Por lo demás, las irónicas declaraciones de Pablo Echenique desde Podemos, no son verosímiles y, así, son políticamente estériles. España no tiene tres partidos de extrema derecha. No es verdad. Esto es así porque España no tiene un amplio electorado de extrema derecha. No da para tres partidos. Lo que se va a ventilar es quién puede definir un denominador común capaz de recoger la máxima concentración de electorado. Pero esa operación es la cuadratura del círculo. Tratar de unir un sentido esencialista de España, un liberalismo económico y una apariencia modernizadora ya no es posible. Eso fue el aznarismo inicial. Cuando Rajoy intentó rehabilitarlo, recién ganada su mayoría absoluta, fracasó y dejó al país en pie de guerra. Regresar a la misma receta fracasada, con un Casado sin armas propias, tiene escasa verosimilitud. El PP ahora es un partido fundamentalmente conservador que quiere detener la sangría de votos hacia Cs.
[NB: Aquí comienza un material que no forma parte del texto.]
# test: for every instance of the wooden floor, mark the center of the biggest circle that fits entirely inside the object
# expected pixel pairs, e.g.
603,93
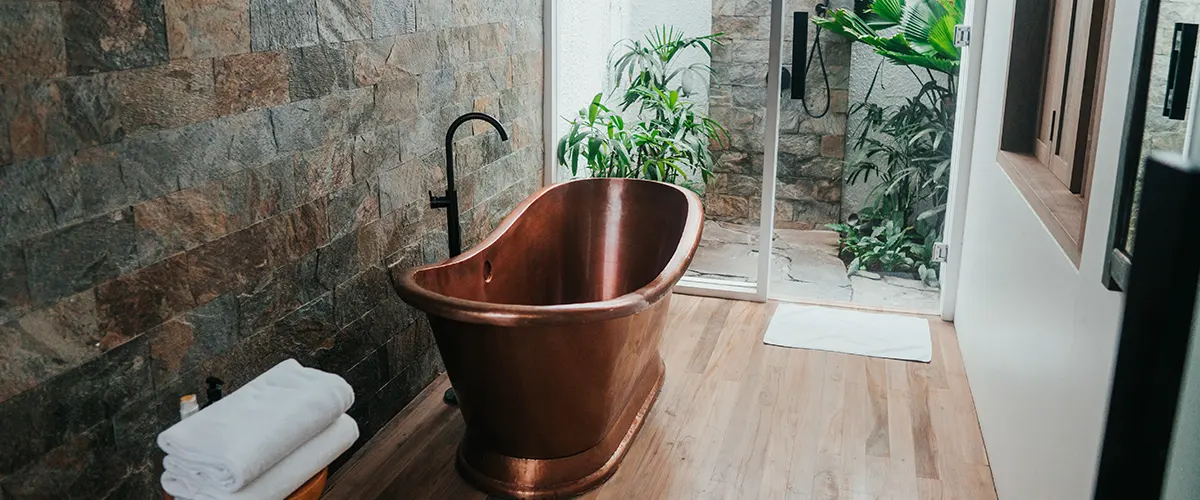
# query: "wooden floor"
742,420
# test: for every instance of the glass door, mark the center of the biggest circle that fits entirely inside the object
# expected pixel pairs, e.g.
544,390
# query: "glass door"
735,255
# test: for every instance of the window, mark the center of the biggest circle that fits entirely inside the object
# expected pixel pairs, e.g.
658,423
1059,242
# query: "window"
1051,109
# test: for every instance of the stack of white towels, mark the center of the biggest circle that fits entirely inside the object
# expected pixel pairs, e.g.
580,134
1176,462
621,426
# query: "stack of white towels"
262,441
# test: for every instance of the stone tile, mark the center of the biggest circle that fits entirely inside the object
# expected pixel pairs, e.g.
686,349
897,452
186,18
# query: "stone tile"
228,264
355,355
55,411
133,303
370,60
724,206
168,96
801,145
400,391
46,343
304,230
352,208
285,290
184,343
203,29
349,113
64,114
31,42
282,24
418,53
435,14
743,28
180,221
102,187
339,261
833,146
791,168
484,80
343,20
318,71
361,294
487,41
15,297
401,187
526,35
310,325
79,257
82,462
376,151
256,194
411,341
323,170
401,244
393,17
527,68
37,196
251,80
298,126
106,35
172,160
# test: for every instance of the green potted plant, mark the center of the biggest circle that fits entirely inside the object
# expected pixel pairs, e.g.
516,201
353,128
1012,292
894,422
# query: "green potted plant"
906,148
657,131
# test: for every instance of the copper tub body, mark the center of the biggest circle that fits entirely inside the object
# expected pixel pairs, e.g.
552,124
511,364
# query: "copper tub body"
550,330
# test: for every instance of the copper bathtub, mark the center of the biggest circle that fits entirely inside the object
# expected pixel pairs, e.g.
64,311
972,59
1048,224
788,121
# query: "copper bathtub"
550,330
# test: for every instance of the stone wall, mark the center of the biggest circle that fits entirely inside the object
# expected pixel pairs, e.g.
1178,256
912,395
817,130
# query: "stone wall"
209,187
810,150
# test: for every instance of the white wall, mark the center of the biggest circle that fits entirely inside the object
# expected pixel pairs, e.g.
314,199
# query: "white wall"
1038,335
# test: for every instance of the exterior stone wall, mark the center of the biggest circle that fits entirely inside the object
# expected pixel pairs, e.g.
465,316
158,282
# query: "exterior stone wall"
810,150
193,188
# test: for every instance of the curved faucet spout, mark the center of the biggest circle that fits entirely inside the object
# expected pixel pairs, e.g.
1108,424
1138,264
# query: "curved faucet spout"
450,200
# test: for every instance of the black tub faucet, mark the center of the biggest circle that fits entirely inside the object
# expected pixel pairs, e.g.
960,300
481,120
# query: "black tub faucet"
450,200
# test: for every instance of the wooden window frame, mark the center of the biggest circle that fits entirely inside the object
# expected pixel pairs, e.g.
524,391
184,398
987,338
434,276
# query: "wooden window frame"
1053,107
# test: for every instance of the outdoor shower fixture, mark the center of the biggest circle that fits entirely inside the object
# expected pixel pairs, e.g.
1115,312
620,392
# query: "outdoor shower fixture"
450,200
796,80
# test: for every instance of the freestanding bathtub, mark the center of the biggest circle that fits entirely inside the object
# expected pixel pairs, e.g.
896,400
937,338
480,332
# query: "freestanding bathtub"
550,330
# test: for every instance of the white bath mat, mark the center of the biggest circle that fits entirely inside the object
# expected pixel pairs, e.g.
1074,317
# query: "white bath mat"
850,331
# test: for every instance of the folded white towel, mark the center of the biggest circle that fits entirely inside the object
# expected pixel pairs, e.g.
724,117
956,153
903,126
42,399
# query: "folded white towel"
286,476
238,438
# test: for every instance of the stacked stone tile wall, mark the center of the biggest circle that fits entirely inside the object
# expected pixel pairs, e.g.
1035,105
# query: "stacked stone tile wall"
810,150
208,187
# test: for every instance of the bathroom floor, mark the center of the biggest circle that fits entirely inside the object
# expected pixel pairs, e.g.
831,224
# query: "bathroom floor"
805,267
741,420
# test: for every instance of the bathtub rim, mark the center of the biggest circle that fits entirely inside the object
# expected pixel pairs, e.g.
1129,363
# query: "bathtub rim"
509,314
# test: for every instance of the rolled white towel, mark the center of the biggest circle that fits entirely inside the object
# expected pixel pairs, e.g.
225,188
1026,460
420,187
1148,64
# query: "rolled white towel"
240,437
285,477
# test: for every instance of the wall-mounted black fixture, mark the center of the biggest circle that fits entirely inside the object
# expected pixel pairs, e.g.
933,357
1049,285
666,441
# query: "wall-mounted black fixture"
450,200
1179,74
803,56
799,43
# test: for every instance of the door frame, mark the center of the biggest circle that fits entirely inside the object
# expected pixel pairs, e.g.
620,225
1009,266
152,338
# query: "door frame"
967,103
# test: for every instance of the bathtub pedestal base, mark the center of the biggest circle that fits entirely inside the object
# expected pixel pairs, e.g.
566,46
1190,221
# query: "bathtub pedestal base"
567,476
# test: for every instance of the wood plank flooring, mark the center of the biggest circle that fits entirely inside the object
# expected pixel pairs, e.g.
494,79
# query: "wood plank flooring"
741,420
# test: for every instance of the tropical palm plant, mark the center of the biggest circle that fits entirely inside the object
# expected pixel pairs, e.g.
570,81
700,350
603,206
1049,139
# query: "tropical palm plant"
925,34
665,137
Pero si Albert Rivera e Inés Arrimadas se dejan cazar en ese juego, entonces merecen desaparecer. Pues en realidad, le basta con separarse de los restos del rancio catolicismo esencial al PP, distanciarse de toda referencia al franquismo, asumir las reformas sociales y culturales que para España son irrenunciables, aceptar la agenda feminista y liberalizar el espacio de la opinión como elementos coherentes con su liberalismo económico, para encontrar un perfil propio. Eso sería un esquema de futuro de centro liberal. Todo dependerá de cómo evolucione Cataluña, pues su posición allí perturba su imagen general de forma clara. Por supuesto que hay un electorado de derecha conservadora, que no va a desaparecer. Pero constituye ese morrena que duerme en el fondo del glacial de la historia y que contiene su lento avance. Pero no podrá lograr jamás que el cuerpo de hielo remonte lecho arriba hacia una cumbre soñada. Casado no tiene esos poderes.